1. Continent-ocean collision- example: Nazca and South American Plates (Andes)
2. Ocean-ocean collision- example: Phillipine and Pacific Plates (Mariana Trench)
3. Continent-continent collision- example: India-Australian and Eurasian Plates (Himalayas)

Figure 10. Sketch of a convergent plate boundary.

Transform plate boundaries

Example: Pacific and North American plates. The Pacific Plate is moving northward relative to the North American Plate. The San Andreas Fault marks the junction between these plates. In 50 million years, western California will encounter the Aleutian Trench!

Figure 11. Putting it all together. Sketch of the tectonic settings in an ocean basin (e.g., the Pacific Ocean).

Figure 12. The Earth's major mountain chains. What do these mountain chains indicate about the Earth's tectonic past?

Plate Tectonics and Earthquakes

The 2004 Sumatra Earthquake

Earthquake basics


Plate tectonics and climate

View a quicktime movie of continental drift through geological time.

How does plate tectonics influence climate?
1. Location of continents
2. Mountain building- alters atmospheric flow
3. Open/close ocean gateways
4. Sea-level change- modifies ratio of land to ocean
5. Altering weathering rates- linked to concentration of CO2 in atmosphere
6. Altering rates of outgassing- linked to concentration of CO2 in atmosphere

BLAG hypothesis: Plate tectonics influence global climate by moderating atmospheric CO2 concentrations

  • A 1983 hypothesis, known as the BLAG hypothesis, proposes that climate change in the last several hundred million years have mainly been driven by CO2 input to the atmosphere and ocean by plate tectonic processes.
  • See Fig. below CO2 is released into the atmosphere by volcanoes at subduction zones and hot spots and CO2 is released into the ocean by sea-floor spreading.
  • The rate of sea-floor spreading controls the delivery of CO2 from rocks into the air which results in long-term climate change controls.
  • Fast spreading = more CO2 input.
  • BLAG calls on chemical weathering to be a negative feedback control.

Uplift weathering hypothesis: Uplift accelerates chemical weathering, drawing down CO2, and cooling the global climate.

  • The Uplift Weathering Hypothesis

    • In the late 1980s, Maureen Raymo and co-authors hypothesized that chemical weathering was an active control of climate change and not just a negative feedback to BLAG. .
    • The hypothesis asserts that the global rate of chemical silicate weathering is influenced by the availability of fresh surface rocks and minerals that chemical weathering can affect.
    • Mountains and plateaus have steep slopes where mass wasting occurs.
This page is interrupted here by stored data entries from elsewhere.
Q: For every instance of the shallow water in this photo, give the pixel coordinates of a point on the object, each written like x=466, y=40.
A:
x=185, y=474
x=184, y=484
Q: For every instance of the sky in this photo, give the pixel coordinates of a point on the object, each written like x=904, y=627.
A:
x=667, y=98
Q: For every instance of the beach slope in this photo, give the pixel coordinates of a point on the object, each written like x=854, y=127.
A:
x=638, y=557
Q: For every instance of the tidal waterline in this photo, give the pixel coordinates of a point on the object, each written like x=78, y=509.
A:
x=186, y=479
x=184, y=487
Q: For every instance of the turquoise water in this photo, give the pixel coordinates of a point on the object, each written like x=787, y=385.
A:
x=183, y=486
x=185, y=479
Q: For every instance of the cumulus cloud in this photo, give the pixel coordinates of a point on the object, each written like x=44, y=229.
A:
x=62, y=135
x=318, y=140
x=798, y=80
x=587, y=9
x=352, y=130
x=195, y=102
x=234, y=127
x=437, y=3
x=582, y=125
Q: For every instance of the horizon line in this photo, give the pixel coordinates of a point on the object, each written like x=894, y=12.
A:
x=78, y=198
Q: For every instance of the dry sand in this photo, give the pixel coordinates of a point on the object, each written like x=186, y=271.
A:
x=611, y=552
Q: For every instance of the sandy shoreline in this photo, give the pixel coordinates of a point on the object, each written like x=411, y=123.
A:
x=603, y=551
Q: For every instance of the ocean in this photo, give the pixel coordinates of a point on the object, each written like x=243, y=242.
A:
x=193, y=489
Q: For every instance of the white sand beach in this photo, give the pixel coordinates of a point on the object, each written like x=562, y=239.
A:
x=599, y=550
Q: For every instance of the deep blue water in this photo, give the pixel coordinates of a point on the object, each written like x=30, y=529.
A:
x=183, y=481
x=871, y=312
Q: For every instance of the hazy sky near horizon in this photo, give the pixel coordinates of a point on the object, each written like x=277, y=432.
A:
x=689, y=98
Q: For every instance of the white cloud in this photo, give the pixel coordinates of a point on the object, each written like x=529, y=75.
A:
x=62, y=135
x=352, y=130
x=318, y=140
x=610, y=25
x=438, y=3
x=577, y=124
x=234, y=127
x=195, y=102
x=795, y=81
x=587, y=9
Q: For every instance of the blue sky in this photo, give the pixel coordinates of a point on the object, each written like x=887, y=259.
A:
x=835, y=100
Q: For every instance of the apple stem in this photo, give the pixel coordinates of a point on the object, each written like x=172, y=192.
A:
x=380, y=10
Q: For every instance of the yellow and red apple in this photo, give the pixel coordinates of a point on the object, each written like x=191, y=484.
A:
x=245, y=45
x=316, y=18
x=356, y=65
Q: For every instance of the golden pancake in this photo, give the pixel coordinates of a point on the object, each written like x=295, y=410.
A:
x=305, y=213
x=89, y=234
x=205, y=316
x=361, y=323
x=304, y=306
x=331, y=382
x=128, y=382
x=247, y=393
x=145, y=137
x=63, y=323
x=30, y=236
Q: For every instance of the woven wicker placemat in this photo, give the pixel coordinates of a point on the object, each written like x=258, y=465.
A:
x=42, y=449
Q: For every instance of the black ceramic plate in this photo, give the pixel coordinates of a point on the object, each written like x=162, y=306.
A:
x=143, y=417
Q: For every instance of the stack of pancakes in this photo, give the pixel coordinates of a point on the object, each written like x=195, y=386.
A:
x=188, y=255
Mass wasting includes rock slides and falls, flows of water-saturated debris, and anything else that can move rock. Every event exposes fresh rock underneath.
    • Earthquake frequency is also an important factor as they greatly disrupt rock formations.
    • Steep slopes are also focal point for intense precipitation on the upwind side. Heavy precipitation favors chemical weathering.
    • Mountain glaciers can pulverize rock underneath which increases surface area.
    • Subduction processes do not cause "sudden" changes in global high terrain but continent-continent collisions do (such as India colliding with Asia over the last 55 my.) Earth's climate has cooled over the past ~45 million years ago, roughly in assocation with some major moutain building and uplift of large tectonic block, including the Himalayas.